In order to use the technique most effectively, A. Argeyes insists on the importance of movement in training.
“Walk as fast as possible; maintain a straight posture (shoulders deployed, chin raised) and clearly pronounce (articulate) in a full voice.
He can't explain why, but it always gives the best results. Not so long ago, scientists found an explanation for this. They established a direct link between movement and learning as such.
It's all about a small area of the brain, the cerebellum (The Cerebellum). Previously, it was thought that it was only responsible for controlling the movements of the body. But then it is not clear why this relatively small part of the brain (1/10) is so complex. It contains over half of all brain's neurons and more than 40 million nerve fibers.
It turned out that the human cerebellum contains a department that is responsible for the transmission of cognitive information - directly for the process of thinking (cognitive (thinking) information). This department is absent in animals and plays a key role in the process of "thinking" (thinking). There, the data is processed before being sent to the cerebral cortex (the thinking part).

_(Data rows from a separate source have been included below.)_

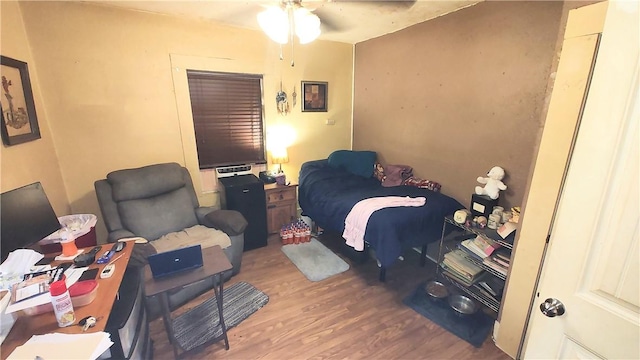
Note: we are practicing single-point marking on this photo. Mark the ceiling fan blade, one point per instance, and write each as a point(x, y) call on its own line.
point(331, 23)
point(402, 4)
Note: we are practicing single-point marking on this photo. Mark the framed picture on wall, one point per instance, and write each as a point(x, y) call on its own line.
point(314, 96)
point(19, 121)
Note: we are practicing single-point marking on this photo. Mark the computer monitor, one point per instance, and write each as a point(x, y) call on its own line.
point(26, 217)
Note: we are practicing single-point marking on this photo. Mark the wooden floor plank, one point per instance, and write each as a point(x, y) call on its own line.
point(348, 316)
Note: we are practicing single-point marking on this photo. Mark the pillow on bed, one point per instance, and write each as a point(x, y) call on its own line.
point(378, 172)
point(359, 163)
point(395, 175)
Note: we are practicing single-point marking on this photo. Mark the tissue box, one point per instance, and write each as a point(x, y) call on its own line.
point(86, 240)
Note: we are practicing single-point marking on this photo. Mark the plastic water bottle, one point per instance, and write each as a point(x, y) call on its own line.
point(62, 305)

Physical movement stimulates this part of the brain. This makes the process of further processing of information and, consequently, learning more efficient. Thus, motor activity should become part of the daily learning process.
Development goes through two stages: active and passive practice and generalization (consolidation).
By learning a language in the way described, you get a huge amount of information that you are not physically able to learn. The conscious part of the brain is not designed for this.
At the same time, you are doing everything possible for effective development. The unconscious does all the work, it is there that a new language arises. It will become “native” for us when the brain creates the necessary number of necessary connections. All it takes is time.
In fact, we learn while we rest. Practice only starts the mechanism. It's like muscles that grow between workouts in response to training stress. Therefore, the almost complete ban on "learning" is an important characteristic of the method, and its advantage. After completing the procedure, you should not try to “learn” words or rules. It is useless and only hinders the process. You need to get out of your head everything related to learning, and get on with other things. Nothing else depends on you.
If “along the way” things still remain incomprehensible that prevent understanding the text, you just need to find and look through the corresponding word or rule, without trying to remember. Everything else can and should be ignored.
All the basic grammar of the language and 90% of the vocabulary (about 2000 words) fit into a 2 hour story at a moderate pace. To master it, you will need about 6 months of daily practice (working with each passage in the described way). You will speak the language at a basic level and at least understand it.
Further progress occurs according to the principle of a snowball, along with the time that you devote to the language (listen, read, see, speak, write; use - in one word).